For your index to use a certain term as a stem expansion, that term must appear in at least one indexed item, where:

  • The search interface language matches one of the languages of that item.
  • The term appears in the body of that item.

Languages

In addition to only using terms from indexed items in the same language as the search interface, Coveo employs language-specific stemming algorithms in order to improve the relevance of stem expansions (see Supported Languages - Coveo Cloud V2).

The term attention can stem to attentio in English and attenti in French.

The stem expansion attentif is only relevant in French.

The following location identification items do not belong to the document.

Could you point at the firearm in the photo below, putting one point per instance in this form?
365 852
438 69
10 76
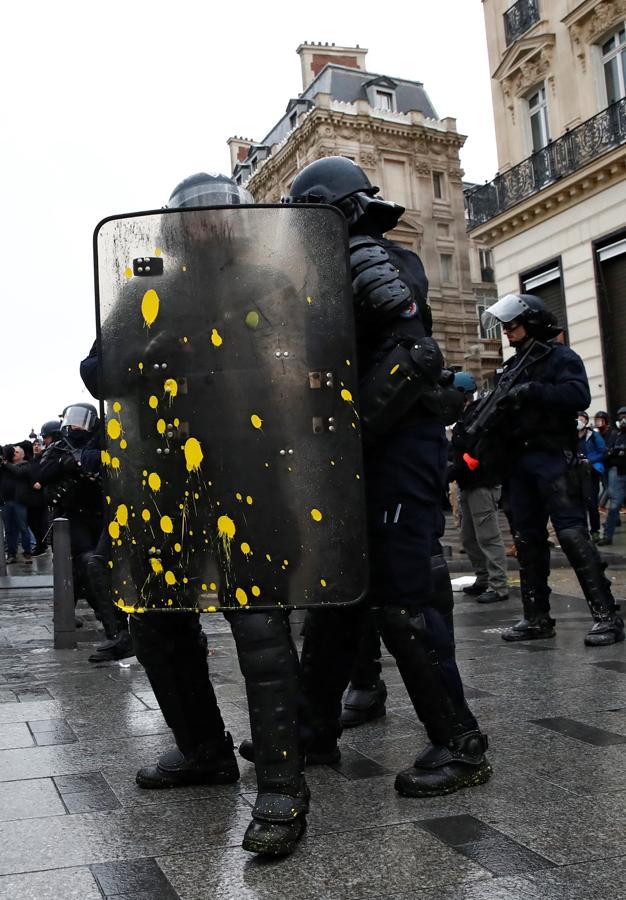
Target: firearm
484 418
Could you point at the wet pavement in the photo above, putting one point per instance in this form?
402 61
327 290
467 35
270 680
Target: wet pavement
549 824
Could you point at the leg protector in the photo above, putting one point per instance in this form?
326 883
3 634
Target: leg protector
420 642
269 663
586 563
172 650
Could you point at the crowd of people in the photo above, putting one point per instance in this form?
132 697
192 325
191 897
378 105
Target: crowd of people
524 441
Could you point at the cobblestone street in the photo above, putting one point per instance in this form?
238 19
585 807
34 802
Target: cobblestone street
549 824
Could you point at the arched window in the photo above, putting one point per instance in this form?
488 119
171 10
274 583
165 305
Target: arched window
614 64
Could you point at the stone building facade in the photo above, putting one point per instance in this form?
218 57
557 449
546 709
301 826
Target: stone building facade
554 215
390 128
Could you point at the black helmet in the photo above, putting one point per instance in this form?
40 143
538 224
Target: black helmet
528 310
208 189
330 180
340 182
51 428
79 415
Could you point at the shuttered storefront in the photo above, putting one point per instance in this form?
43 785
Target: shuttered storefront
612 304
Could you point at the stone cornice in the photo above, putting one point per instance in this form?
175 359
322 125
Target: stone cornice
322 123
589 21
606 171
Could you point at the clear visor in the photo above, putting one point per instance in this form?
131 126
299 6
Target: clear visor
79 417
503 311
219 193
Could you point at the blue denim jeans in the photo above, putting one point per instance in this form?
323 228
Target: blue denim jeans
617 494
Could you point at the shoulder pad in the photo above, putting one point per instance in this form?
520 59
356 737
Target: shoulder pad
378 289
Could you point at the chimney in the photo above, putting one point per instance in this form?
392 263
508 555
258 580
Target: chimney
313 58
238 150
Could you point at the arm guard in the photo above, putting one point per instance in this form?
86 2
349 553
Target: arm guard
379 292
397 381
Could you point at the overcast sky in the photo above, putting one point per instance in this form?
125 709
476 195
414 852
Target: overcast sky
106 106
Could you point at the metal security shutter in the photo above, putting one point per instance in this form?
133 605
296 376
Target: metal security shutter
613 321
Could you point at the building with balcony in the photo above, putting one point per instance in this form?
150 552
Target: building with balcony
391 129
555 214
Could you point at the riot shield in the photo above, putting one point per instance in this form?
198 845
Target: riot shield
228 367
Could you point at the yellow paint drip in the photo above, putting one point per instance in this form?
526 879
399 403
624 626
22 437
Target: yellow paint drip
114 429
150 307
171 387
226 527
167 525
193 454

By default, the index assumes the search interface language to be the main languages it detects in indexed items. You can however set the forwardLanguageToCoveoIndex Search API query parameter to true to force the index to use the language passed in the locale Search API query parameter.

Stemming in Field Queries

You can also leverage stemming in field queries by enabling the stemming option of the target fields (see Add or Edit a Field - Stemming). That being said, keep in mind that doing so can impede performance.

Ranking

The index gives higher result ranking to items containing the original form of queried terms. Moreover, the index calculates a correlation factor in your index between the searched term and every possible expansion. In search results, highly correlated expansions are ranked higher than poorly correlated ones. This decreases the risks of stemming confusion that could occur when words of different natures share the same stem.

In English, the terms university and universe stem to the same root, although they are not semantically related.

When you search for universe, the Coveo index expands your query using terms from the univer stem classes that can include university. However, since the terms universe and university rarely co-occur in your indexed items, items containing university rank lower.

Disabling Stemming

While expanded queries are generally useful, you can disable the stemming expansion when you want to search for a specific term or phrase (see Searching for an Exact Term and Searching for a Phrase).